Rien au monde ne peut justifier qu’on arrache brutalement, arbitrairement et pour toujours, une petite fille de 7 ans à son père. Qu’elle se réveille un matin, l’embrasse pour lui dire au revoir, et qu’elle ne le revoie plus jamais. Même les criminels peuvent voir leur enfant en prison. Ce qui m’est arrivé est incroyable.
Comment as-tu réussi à t’échapper de tout ça ?
Ça n’a pas été si difficile que ça. J’évite les informations, je regarde le sport…. Il m’a fallu soigneusement slalomer mais j’y suis arrivé. Tout ça n’aurait pas pu arriver sans une énorme complicité organisée.
La complicité de qui ?
La complicité des responsables de l’enquête, des journalistes, du système judiciaire. Je ne veux pas parler de complot, mais l’affaire a bénéficié des encouragements de ces gens. C’était tellement ridicule, idiot, qu’à ce moment-là, quand le premier scandale a éclaté dans les années 1990, je me suis juste dit : « Tout ce qui compte, c’est les enfants, peu importe ce qui arrivera, tant pis pour moi et le tort que ça pourra faire à ma carrière. Je vais simplement me battre pour mes gamins, peu importe ce qu’il me faudra faire. » Alors, j’ai fait tout ce que j’ai pu. J’ai dépensé des millions de ma fortune personnelle. Tout l’argent qui devait revenir à mes enfants a été englouti par les honoraires des avocats. Je me suis battu jour et nuit. J’ai engagé des détectives privés. J’ai fait mon maximum.

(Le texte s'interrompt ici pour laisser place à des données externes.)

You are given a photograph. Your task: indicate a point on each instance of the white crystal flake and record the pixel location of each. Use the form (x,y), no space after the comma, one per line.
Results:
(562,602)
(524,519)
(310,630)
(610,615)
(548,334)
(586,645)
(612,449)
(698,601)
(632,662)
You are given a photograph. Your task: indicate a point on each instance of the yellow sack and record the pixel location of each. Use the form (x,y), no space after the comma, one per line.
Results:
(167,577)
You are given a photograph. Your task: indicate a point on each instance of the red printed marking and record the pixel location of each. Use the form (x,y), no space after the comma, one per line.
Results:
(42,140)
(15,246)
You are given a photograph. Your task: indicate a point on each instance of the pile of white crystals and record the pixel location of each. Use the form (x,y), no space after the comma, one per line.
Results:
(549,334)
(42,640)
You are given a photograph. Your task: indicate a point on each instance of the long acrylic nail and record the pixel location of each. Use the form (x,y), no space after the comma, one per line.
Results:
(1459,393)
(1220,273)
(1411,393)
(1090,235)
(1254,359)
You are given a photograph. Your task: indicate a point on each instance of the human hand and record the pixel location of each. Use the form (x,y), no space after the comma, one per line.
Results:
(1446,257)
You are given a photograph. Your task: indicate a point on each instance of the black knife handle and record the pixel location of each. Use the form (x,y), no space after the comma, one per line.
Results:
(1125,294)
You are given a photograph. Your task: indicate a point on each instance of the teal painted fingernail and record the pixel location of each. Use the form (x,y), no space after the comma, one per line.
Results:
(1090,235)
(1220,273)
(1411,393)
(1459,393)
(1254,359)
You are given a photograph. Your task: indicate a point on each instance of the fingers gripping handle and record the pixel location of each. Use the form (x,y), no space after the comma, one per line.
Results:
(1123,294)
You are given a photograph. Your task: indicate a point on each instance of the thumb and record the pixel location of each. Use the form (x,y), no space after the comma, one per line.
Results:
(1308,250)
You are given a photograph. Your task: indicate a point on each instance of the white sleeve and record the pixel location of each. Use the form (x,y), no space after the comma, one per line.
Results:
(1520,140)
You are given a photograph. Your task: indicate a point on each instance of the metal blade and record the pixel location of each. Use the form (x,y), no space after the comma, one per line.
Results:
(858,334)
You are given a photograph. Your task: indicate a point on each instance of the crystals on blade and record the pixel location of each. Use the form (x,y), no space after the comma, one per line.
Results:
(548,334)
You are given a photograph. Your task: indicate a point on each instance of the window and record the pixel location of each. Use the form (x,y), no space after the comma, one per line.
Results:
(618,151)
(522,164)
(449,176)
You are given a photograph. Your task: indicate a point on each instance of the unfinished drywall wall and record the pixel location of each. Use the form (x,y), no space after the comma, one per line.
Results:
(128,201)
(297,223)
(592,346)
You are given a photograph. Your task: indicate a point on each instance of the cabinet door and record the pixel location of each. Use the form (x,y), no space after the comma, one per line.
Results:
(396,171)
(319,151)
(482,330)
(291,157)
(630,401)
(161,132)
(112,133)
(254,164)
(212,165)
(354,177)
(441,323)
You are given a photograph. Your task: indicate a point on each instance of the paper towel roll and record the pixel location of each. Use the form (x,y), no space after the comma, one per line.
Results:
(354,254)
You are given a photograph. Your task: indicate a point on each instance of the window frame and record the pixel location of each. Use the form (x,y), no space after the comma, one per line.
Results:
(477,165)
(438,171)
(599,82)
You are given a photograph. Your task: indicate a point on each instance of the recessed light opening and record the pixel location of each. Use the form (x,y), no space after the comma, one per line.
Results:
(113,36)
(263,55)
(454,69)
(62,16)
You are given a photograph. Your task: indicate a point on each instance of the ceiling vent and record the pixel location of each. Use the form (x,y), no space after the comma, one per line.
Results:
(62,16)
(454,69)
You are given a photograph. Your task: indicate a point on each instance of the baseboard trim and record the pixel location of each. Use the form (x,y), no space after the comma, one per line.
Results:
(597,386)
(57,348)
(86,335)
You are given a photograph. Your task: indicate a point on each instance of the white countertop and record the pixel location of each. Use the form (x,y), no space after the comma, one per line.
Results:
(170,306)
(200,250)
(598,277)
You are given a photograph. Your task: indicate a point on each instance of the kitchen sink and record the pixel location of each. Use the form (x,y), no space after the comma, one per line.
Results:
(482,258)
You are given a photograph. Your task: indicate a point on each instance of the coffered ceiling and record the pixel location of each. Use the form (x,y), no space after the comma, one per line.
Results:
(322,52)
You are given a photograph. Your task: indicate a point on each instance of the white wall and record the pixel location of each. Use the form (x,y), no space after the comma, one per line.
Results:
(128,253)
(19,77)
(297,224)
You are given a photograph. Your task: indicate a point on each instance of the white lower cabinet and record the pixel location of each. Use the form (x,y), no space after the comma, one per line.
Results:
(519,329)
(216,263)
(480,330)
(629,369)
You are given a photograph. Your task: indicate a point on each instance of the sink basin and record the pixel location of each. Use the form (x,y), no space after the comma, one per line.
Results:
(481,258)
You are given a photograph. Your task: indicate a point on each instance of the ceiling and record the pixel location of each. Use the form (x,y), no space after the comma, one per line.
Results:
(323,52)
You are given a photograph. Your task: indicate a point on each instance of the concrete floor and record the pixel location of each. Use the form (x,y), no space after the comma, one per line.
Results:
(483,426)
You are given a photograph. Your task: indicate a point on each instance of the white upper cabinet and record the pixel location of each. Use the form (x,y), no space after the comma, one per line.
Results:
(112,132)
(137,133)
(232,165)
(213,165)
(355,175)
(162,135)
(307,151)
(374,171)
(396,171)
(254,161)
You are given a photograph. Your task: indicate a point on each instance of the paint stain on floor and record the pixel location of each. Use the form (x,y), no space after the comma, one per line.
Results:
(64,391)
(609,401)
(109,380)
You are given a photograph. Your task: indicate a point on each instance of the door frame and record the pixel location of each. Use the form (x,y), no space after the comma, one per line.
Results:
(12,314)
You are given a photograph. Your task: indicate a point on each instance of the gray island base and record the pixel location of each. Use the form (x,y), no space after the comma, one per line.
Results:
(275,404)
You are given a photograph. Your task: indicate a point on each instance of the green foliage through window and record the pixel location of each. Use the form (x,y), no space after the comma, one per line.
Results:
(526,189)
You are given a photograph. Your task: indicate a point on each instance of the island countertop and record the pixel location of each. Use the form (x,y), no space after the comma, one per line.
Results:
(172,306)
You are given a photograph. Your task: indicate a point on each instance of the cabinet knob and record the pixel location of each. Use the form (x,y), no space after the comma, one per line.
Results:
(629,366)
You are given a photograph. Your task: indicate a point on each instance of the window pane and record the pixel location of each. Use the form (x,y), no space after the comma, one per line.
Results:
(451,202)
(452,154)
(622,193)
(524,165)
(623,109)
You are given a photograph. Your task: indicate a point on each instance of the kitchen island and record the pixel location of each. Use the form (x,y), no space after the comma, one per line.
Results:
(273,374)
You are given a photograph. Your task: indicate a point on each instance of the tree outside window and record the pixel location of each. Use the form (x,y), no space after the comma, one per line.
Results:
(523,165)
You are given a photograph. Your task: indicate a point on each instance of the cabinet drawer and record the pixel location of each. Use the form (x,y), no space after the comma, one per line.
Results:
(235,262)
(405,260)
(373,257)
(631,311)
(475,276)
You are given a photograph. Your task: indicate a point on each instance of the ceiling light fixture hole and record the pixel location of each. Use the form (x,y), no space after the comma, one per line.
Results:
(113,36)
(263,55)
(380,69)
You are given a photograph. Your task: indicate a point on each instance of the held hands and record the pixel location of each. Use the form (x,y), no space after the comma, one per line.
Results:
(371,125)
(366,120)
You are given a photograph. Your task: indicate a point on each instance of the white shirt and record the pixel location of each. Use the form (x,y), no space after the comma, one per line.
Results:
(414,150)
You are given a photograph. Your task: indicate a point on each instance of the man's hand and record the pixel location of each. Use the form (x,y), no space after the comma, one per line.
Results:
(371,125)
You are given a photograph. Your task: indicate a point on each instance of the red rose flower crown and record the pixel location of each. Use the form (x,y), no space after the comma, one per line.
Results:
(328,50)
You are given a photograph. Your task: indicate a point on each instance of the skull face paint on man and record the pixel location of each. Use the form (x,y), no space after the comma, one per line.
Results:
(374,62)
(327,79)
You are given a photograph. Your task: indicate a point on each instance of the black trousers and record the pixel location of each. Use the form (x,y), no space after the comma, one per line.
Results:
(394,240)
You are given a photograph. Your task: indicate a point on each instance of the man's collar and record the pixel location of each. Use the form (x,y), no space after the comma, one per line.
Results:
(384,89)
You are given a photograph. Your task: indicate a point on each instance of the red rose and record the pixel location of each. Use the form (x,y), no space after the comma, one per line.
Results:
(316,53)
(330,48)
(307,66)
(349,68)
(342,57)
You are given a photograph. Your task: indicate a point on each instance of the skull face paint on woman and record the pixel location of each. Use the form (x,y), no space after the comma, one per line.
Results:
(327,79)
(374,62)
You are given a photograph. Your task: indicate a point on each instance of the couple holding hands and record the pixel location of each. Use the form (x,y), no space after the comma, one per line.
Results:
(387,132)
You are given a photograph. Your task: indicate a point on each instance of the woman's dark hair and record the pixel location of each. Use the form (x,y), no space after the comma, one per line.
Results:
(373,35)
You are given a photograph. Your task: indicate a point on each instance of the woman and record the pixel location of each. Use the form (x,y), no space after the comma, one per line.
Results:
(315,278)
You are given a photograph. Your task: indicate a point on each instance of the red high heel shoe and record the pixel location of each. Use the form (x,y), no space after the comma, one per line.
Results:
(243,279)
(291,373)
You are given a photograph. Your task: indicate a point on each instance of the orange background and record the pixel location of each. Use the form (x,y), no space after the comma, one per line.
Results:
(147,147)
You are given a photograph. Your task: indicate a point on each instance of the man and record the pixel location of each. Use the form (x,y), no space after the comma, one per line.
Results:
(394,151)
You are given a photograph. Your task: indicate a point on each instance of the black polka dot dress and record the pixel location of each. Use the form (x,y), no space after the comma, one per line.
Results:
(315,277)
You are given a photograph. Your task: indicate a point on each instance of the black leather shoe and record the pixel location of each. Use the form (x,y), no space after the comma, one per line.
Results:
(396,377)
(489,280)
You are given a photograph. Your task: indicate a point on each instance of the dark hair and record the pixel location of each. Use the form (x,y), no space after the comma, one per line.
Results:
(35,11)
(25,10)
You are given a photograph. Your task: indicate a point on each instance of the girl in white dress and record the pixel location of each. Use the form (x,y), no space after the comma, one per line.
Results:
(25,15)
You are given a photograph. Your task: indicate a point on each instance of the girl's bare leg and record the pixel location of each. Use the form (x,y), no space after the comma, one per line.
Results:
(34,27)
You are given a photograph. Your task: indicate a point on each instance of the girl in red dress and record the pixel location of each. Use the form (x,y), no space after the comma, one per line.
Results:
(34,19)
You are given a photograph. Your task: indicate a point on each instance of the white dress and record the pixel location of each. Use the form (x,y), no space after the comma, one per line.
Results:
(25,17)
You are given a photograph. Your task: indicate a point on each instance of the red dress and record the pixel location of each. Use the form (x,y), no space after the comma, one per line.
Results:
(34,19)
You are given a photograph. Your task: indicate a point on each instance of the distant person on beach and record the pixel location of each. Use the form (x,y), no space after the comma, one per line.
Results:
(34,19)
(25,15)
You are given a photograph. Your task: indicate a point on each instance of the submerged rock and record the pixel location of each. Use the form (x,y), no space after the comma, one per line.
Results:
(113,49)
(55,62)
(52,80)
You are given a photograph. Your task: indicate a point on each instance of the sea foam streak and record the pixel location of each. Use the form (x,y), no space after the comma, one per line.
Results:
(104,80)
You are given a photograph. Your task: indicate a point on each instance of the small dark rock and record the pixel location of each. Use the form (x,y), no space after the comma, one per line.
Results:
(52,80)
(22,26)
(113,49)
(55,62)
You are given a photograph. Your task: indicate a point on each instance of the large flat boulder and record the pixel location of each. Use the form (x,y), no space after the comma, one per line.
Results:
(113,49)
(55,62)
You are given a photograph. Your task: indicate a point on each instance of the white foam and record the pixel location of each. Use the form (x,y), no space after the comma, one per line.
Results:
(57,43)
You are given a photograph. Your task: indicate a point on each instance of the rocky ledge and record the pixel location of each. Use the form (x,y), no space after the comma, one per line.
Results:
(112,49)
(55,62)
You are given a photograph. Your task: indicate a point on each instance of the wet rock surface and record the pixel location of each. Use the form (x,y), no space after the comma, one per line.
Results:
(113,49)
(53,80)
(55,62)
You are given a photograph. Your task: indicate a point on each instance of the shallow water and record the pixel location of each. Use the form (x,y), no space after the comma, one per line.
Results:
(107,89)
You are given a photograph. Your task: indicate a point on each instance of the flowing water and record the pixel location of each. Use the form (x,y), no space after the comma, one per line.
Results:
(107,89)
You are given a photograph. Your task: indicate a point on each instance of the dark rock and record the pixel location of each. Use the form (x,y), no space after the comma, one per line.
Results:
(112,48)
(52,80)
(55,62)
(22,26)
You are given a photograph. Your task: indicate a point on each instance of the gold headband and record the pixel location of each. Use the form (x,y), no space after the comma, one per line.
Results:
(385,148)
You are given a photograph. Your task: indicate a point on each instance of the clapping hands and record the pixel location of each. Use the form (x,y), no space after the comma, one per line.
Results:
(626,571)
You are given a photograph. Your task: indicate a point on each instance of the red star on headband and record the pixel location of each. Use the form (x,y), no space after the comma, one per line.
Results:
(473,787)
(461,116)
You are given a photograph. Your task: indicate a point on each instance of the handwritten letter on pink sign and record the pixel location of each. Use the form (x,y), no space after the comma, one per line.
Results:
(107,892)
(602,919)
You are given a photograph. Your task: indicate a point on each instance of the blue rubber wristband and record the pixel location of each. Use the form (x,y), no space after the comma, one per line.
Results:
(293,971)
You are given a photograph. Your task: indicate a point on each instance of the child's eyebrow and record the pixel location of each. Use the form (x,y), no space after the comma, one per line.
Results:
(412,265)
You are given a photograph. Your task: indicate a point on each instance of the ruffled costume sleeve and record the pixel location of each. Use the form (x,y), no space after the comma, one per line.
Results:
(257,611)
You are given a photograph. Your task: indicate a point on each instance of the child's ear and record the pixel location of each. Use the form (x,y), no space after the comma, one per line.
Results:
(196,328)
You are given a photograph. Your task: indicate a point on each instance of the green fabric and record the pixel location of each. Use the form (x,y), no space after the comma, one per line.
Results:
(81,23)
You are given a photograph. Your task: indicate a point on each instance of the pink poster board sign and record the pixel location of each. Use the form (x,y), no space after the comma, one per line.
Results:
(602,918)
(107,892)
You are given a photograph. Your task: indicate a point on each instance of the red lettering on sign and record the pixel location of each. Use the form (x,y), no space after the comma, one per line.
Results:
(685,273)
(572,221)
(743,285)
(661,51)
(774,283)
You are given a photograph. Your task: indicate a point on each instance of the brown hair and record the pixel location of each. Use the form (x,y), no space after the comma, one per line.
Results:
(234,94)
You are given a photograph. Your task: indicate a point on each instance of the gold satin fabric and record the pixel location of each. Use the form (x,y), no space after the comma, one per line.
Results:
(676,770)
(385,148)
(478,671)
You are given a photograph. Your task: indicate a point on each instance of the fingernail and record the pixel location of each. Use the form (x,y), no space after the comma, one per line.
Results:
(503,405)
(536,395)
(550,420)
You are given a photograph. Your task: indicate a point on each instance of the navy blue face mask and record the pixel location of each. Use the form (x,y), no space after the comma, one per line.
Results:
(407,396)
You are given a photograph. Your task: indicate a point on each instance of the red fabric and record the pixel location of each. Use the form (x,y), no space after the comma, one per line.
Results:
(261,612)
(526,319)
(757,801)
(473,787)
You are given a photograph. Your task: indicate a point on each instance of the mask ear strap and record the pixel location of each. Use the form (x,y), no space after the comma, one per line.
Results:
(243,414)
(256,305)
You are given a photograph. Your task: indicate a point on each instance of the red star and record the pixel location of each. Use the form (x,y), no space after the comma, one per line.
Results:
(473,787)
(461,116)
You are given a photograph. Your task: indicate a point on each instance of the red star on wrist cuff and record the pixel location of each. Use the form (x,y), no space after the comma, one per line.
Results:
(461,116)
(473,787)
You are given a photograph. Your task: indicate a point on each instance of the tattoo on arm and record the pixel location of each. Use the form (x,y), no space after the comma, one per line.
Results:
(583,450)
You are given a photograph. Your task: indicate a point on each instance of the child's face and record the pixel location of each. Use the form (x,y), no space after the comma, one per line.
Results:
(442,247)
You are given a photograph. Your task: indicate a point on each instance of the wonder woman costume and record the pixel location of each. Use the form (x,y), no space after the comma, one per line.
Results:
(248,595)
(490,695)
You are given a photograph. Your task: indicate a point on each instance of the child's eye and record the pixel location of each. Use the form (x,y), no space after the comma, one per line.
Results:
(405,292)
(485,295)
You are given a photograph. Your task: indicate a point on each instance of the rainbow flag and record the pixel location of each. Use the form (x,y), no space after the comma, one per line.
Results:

Aujourd’hui encore, tu crois que la différence d’âge dans un couple est mal perçue par les gens ?
J’ai été marié deux fois à des femmes de trois ans mes cadettes, et je suis sorti avec des millions de femmes… Diane Keaton, Mia Farrow… Et 99,99% d’entre elles n’étaient pas plus jeunes que moi. En admettant que je sois sorti avec 50 femmes, disons 90, je ne connais pas le nombre exact, il se peut que, de temps en temps, l’une d’entre elle ait été jeune, mais pas plus que la normale pour un type qui sort avec des nanas.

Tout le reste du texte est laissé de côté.